The number of brewery closings in the 12 months leading up to last November hit roughly 400, while brewery openings declined to about the same number, according to Bart Watson, chief economist for the Brewers Association, the trade group representing independent breweries. That compares to 1,200 openings and 250 closings in 2018.

In a recent presentation to association members, Watson said the number of breweries in the U.S. likely won't increase in 2024, but that doesn't mean a bursting craft beer bubble. He predicts normal market dynamics and a geographic reshuffling of where the breweries are located will keep the industry strong overall.

To that point, it isn't all doom and gloom for San Antonio-area brewers.

Longtab Brewing Co. in Leon Valley appears to have found a secret sauce in catering to a fiercely loyal customer base of military members and veterans. The business produces military-themed beers, including several Belgian-ale styles, and its décor celebrates the American armed forces.

Longtab also serves up a chef-driven menu to go with its brews and has managed to keep expenses in check, said co-owner David Holland, an architect who served as a U.S. Army Green Beret. Since its 2020 launch, the venture has expanded its brewery space three times and its seating space once, he added.

"I hear nothing but bad news about other breweries struggling," Holland said. "I get spooked, but we are still paying the bills and making payroll."

Local loyalty

Even in January, a slow month for most bars and taprooms, Holland's brewery posted revenue on par with its busy December. He credits that to a two-day anniversary party that brought out crowds ready to spend.
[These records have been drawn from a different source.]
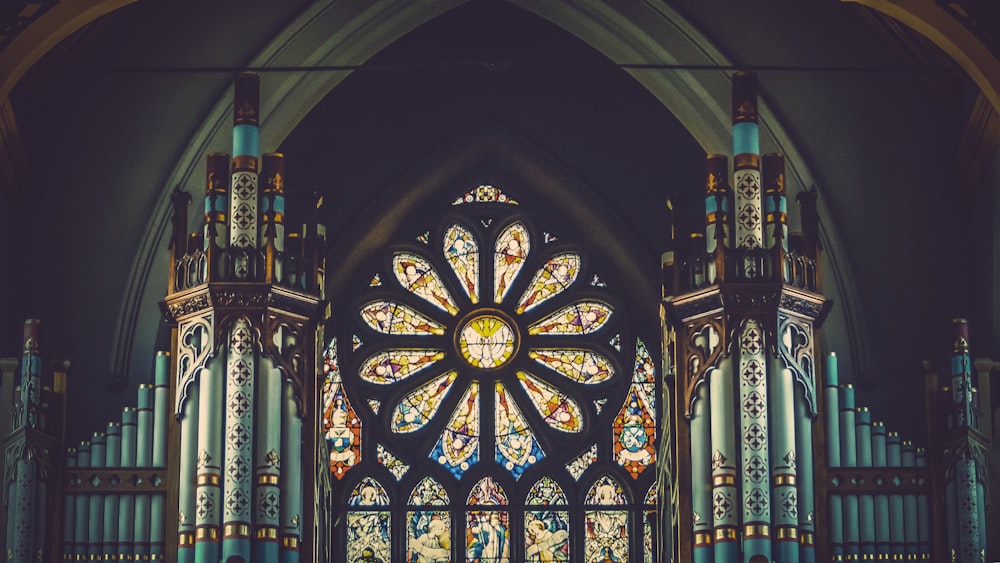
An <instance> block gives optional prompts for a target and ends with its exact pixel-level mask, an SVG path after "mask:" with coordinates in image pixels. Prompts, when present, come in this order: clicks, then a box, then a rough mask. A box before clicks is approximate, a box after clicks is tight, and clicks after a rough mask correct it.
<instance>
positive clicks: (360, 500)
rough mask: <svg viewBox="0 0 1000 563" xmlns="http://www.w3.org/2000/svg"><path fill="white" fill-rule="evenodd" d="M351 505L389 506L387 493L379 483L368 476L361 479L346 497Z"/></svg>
mask: <svg viewBox="0 0 1000 563" xmlns="http://www.w3.org/2000/svg"><path fill="white" fill-rule="evenodd" d="M347 504H349V505H351V506H389V495H388V494H386V492H385V488H384V487H383V486H382V484H381V483H379V482H378V481H376V480H375V479H374V478H372V477H370V476H366V477H364V478H363V479H361V482H360V483H358V484H357V485H356V486H355V487H354V490H353V491H351V496H350V497H349V498H348V499H347Z"/></svg>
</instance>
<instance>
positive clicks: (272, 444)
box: [254, 359, 284, 561]
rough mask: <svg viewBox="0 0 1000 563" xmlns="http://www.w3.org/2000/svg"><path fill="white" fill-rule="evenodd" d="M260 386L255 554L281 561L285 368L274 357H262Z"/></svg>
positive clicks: (273, 559) (256, 500) (257, 438)
mask: <svg viewBox="0 0 1000 563" xmlns="http://www.w3.org/2000/svg"><path fill="white" fill-rule="evenodd" d="M260 363H261V374H260V381H259V383H260V384H259V385H258V387H257V404H258V407H259V408H258V409H257V424H258V427H257V432H256V434H255V437H256V439H257V452H256V454H255V455H256V459H257V468H256V480H257V488H256V490H255V491H254V495H255V497H254V498H255V499H256V502H255V504H254V506H255V511H256V512H255V515H254V528H255V533H254V557H255V558H256V560H257V561H277V560H278V525H279V523H280V516H281V509H280V497H281V489H280V488H279V486H278V485H279V483H280V482H281V461H282V460H281V425H282V420H283V419H282V416H281V411H282V404H283V402H284V401H283V399H282V393H281V381H282V376H281V371H280V370H279V369H278V368H277V367H275V365H274V362H272V361H271V360H270V359H262V360H261V362H260Z"/></svg>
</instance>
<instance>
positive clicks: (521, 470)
mask: <svg viewBox="0 0 1000 563" xmlns="http://www.w3.org/2000/svg"><path fill="white" fill-rule="evenodd" d="M493 404H494V408H495V409H496V410H495V417H496V462H497V463H498V464H500V465H501V466H502V467H505V468H506V469H507V471H510V473H511V475H513V476H514V479H518V478H520V477H521V474H522V473H524V470H525V469H527V468H529V467H531V466H532V465H534V464H535V463H536V462H538V461H539V460H541V459H542V458H543V457H545V454H544V453H543V452H542V448H541V447H539V445H538V440H537V439H536V438H535V433H534V432H532V431H531V427H529V426H528V423H527V421H525V420H524V417H523V416H521V412H520V411H519V410H517V406H516V405H514V402H513V401H511V400H509V399H508V397H507V390H506V389H504V388H503V384H502V383H500V382H499V381H498V382H496V393H495V396H494V403H493Z"/></svg>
"We also started BelgianFest two years ago and did great. We did it again and it was an absolute frickin' blowout," Holland added.

Holland had looked at moving the brewery, but rents elsewhere and finish-out costs made it prohibitive. Instead, the brewery just took on more space at its location just off Bandera Road.
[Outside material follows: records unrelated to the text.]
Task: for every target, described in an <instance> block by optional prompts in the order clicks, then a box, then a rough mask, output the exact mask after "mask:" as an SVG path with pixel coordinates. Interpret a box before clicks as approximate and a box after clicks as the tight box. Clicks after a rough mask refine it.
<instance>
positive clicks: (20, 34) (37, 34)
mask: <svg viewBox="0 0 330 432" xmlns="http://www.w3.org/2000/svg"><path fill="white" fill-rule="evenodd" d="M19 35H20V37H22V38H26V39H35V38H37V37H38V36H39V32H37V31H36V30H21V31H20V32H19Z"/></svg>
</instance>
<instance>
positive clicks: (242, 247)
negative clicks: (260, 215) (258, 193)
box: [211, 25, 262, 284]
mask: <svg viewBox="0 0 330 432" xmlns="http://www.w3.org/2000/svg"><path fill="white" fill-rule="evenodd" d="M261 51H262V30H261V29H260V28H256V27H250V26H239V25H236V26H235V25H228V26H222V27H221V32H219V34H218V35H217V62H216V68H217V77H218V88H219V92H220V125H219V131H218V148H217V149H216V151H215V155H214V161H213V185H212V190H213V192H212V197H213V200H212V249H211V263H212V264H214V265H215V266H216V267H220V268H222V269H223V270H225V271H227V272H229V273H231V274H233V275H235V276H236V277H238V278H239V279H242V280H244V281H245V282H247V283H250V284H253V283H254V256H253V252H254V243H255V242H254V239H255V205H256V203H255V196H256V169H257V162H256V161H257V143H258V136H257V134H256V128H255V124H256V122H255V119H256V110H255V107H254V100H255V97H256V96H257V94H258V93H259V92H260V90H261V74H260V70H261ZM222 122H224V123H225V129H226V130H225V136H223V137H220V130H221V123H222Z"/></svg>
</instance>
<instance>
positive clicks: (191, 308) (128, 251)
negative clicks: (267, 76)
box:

"Our parking sucks, our layout is very fragmented, but people don't seem to care," Holland said. "We have a different clientele with veterans. They're pretty loyal, so every time we have an event we have a big turnout."

Many of those customers are coming from far North Central San Antonio locales such as Stone Oak.

Holland said he's "actively looking" for a satellite Longtab location that could operate under a different license allowing it to also serve cocktails. He's surveying spaces in the Stone Oak area that once held restaurants and hoping for a quick turnaround.

Even so, not all brewers have been able to command loyalty which transcends consumer whims. Like many small businesses, their fortunes are tied to support from local customers, Alamo's Simor said.

"The 'support local' concept really needs to continue to grow in order for the industry to survive," he said.